Experimentation & Model Training Introduction In Machine Learning, Experimentation refers to the systematic process of designing, executing, and analyzing different configurations to identify the optimal settings that performs best on a given task. Experimentation is learning by doing. It involves systematically changing parameters, evaluating results with metrics, and comparing different approaches to find the best solution; essentially, it’s the practice of testing and refining machine learning models through controlled experiments to improve their performance.

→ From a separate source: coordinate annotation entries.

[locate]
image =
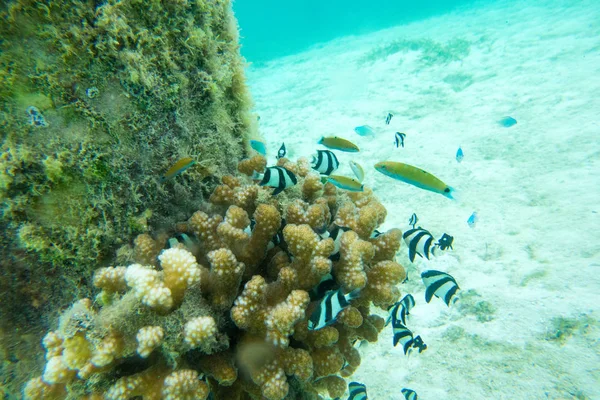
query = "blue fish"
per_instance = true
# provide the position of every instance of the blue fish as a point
(459, 154)
(364, 130)
(259, 147)
(473, 220)
(507, 122)
(388, 119)
(399, 139)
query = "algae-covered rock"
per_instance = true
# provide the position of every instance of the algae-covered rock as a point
(99, 100)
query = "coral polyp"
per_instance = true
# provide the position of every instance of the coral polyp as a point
(234, 307)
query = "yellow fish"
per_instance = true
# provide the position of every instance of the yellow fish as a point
(178, 167)
(338, 143)
(414, 176)
(343, 182)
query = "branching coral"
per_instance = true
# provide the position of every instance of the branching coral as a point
(241, 320)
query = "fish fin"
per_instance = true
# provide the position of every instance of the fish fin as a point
(353, 294)
(277, 191)
(453, 194)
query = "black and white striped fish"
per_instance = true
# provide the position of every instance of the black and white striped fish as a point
(358, 391)
(402, 335)
(276, 240)
(276, 177)
(445, 242)
(388, 119)
(409, 394)
(419, 344)
(326, 284)
(399, 139)
(412, 221)
(328, 309)
(440, 284)
(281, 152)
(420, 242)
(335, 232)
(399, 310)
(325, 162)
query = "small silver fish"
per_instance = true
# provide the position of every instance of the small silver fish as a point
(507, 122)
(358, 171)
(282, 151)
(413, 220)
(459, 154)
(388, 119)
(364, 130)
(399, 139)
(472, 221)
(259, 147)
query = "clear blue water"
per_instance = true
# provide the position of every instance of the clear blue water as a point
(273, 28)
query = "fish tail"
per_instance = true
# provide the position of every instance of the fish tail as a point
(256, 176)
(453, 194)
(353, 294)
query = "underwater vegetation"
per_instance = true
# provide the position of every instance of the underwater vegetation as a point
(226, 311)
(562, 328)
(430, 51)
(99, 100)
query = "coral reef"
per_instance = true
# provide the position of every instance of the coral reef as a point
(99, 100)
(227, 313)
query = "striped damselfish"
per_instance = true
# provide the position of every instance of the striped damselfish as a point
(276, 177)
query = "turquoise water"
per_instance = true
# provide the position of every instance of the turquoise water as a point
(525, 325)
(271, 28)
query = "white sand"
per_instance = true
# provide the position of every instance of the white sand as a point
(535, 254)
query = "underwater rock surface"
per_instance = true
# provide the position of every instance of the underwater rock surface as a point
(99, 99)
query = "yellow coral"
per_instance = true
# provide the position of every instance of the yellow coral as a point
(184, 385)
(333, 384)
(232, 229)
(225, 277)
(146, 249)
(311, 255)
(108, 350)
(220, 367)
(354, 255)
(57, 371)
(201, 333)
(272, 307)
(252, 313)
(37, 389)
(180, 271)
(315, 215)
(52, 342)
(148, 287)
(386, 245)
(382, 279)
(148, 338)
(363, 215)
(311, 187)
(205, 228)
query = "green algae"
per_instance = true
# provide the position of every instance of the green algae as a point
(170, 81)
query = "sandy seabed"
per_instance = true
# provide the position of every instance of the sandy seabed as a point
(526, 322)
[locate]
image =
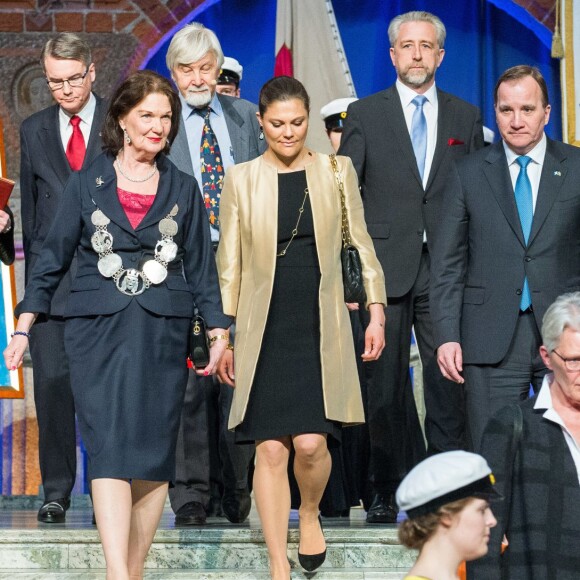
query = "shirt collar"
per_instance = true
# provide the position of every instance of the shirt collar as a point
(407, 95)
(214, 105)
(537, 154)
(544, 398)
(86, 113)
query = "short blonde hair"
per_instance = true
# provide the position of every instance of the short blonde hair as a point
(413, 533)
(192, 43)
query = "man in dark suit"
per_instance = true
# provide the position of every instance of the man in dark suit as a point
(55, 142)
(509, 244)
(402, 146)
(195, 58)
(532, 448)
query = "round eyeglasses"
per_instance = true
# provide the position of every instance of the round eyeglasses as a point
(75, 81)
(571, 364)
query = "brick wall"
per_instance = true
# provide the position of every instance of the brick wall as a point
(121, 33)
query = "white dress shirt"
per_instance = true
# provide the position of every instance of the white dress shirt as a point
(431, 110)
(544, 401)
(193, 129)
(534, 169)
(87, 114)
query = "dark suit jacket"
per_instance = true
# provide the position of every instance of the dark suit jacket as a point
(243, 128)
(397, 208)
(7, 242)
(44, 171)
(542, 501)
(480, 259)
(192, 275)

The key is to modify only one or a few variables at a time to isolate the impact of each change and understand its effect on model performance. In the assignment you will conduct at least 6 experiments. In real life, data scientists run anywhere from a dozen to hundreds of experiments (depending on the dataset and problem domain).
Assignment This assignment consists of conducting at least two (2) experiments for different algorithms: Decision Trees, Random Forest and Adaboost. That is, at least six (6) experiments in total (3 algorithms x 2 experiments each). For each experiment you will define what you are trying to achieve (before each run), conduct the experiment, and at the end you will review how your experiment went. These experiments will allow you to compare algorithms and choose the optimal model.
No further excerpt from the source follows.